Les structures des bases de données sont similaires, et il est aisé de comprendre pourquoi. Le concepteur de ces bases de données est une seule et même personne : Frank Robben, administrateur général de la BCSS, qui siège également… au Comité sectoriel et à la Commission de protection de la vie privée. Le milieu ne semble pas exempt de conflits d’intérêts. Les décisions relatives au dossier social électronique ont d’ailleurs fait du bruit, la Commission de protection de la vie privée s’étant désolidarisée de l’avis du Comité sectoriel…
« Aujourd’hui il y a des verrous. Mais c’est toujours le même problème. Les choses peuvent être modifiées à tout moment. Nous ne voulons pas être dans une vision complotiste, mais il y a quand même une série d’indices inquiétants », relèvent les travailleurs du Collectif solidarité contre l’exclusion.
Côté santé, on se veut plus rassurant : « La plateforme eHealth doit être construite pour garantir le secret professionnel parce que le médecin est soucieux de cela.

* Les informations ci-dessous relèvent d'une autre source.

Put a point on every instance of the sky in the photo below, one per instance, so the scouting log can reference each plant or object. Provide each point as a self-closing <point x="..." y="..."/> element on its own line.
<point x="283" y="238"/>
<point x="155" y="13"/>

Il risque gros au niveau pénal et au niveau de la confiance du patient », rappelle Jean-Marc Van Gyseghem. L’informatisation généralisée de la société ? « Il faut essayer de s’en emparer, de la critiquer quand c’est nécessaire, d’être attentif et d’essayer de comprendre comment ça marche et de mettre en place les structures de contrôle politique adéquates », conclut de son côté Benjamin Fauquert.

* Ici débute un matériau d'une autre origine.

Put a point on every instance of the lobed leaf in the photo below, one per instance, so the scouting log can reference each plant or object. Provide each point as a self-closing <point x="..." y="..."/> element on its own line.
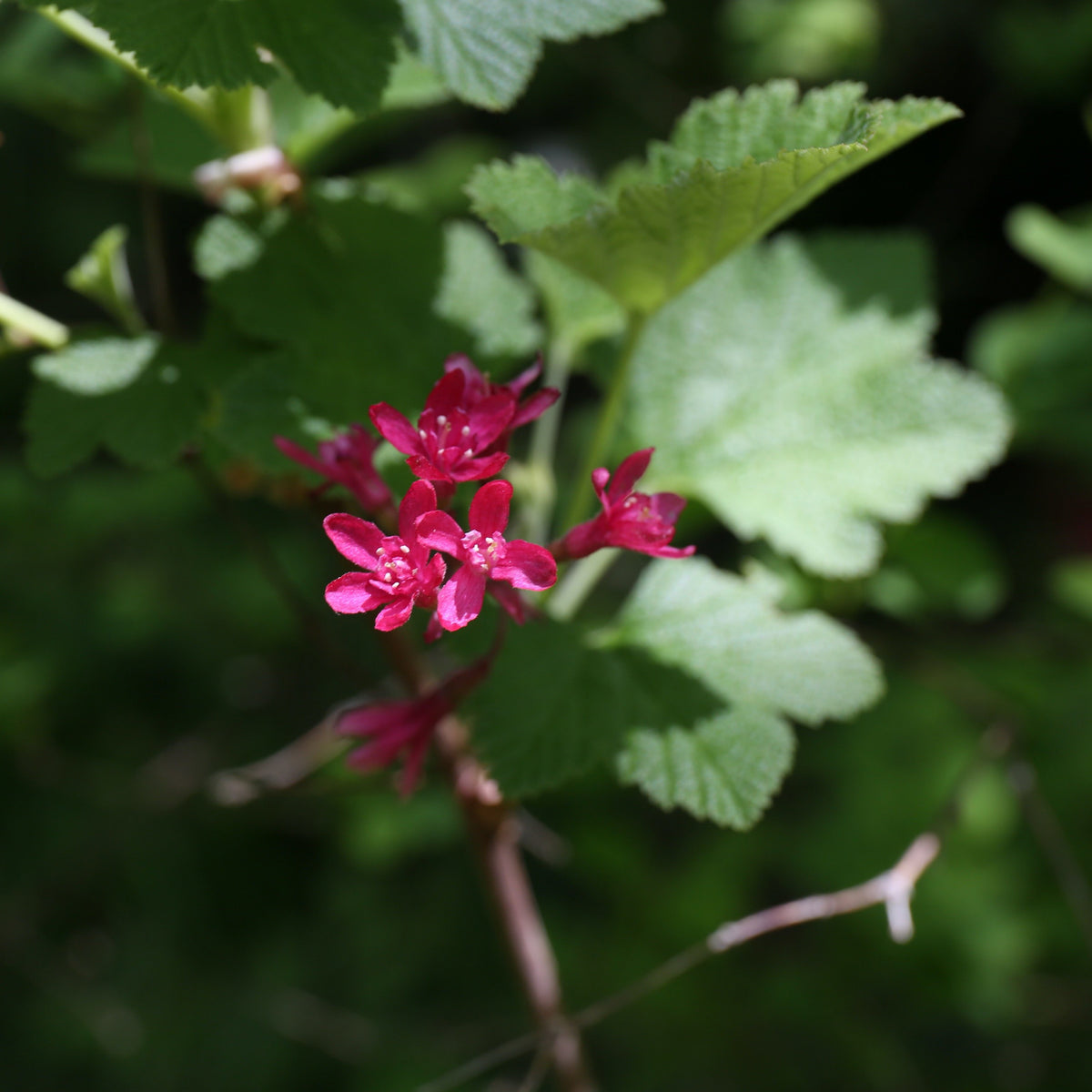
<point x="726" y="769"/>
<point x="486" y="50"/>
<point x="798" y="420"/>
<point x="729" y="633"/>
<point x="97" y="367"/>
<point x="147" y="424"/>
<point x="339" y="49"/>
<point x="348" y="294"/>
<point x="1062" y="247"/>
<point x="554" y="708"/>
<point x="480" y="294"/>
<point x="736" y="167"/>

[1] Moniteur belge, 13 octobre 2008.
[2] « Santé connectée, santé pour tous ? », Alter Échos n°432, 15 novembre 2016, M. Mormont.
[3] « Le dossier social électronique à la lumière du secret professionnel » (2015) et « Le dossier social électronique à la lumière de la vie privée » (2016).
[4] « Sans-abri à Bruxelles : un projet d’ordonnance qui sème le trouble », Alter Échos n° 441-442, 3 avril 2017, Marinette Mormont. 5. Avis n° 25/2017 du 24 mai 2017.
[5] 5. Avis n° 25/2017 du 24 mai 2017.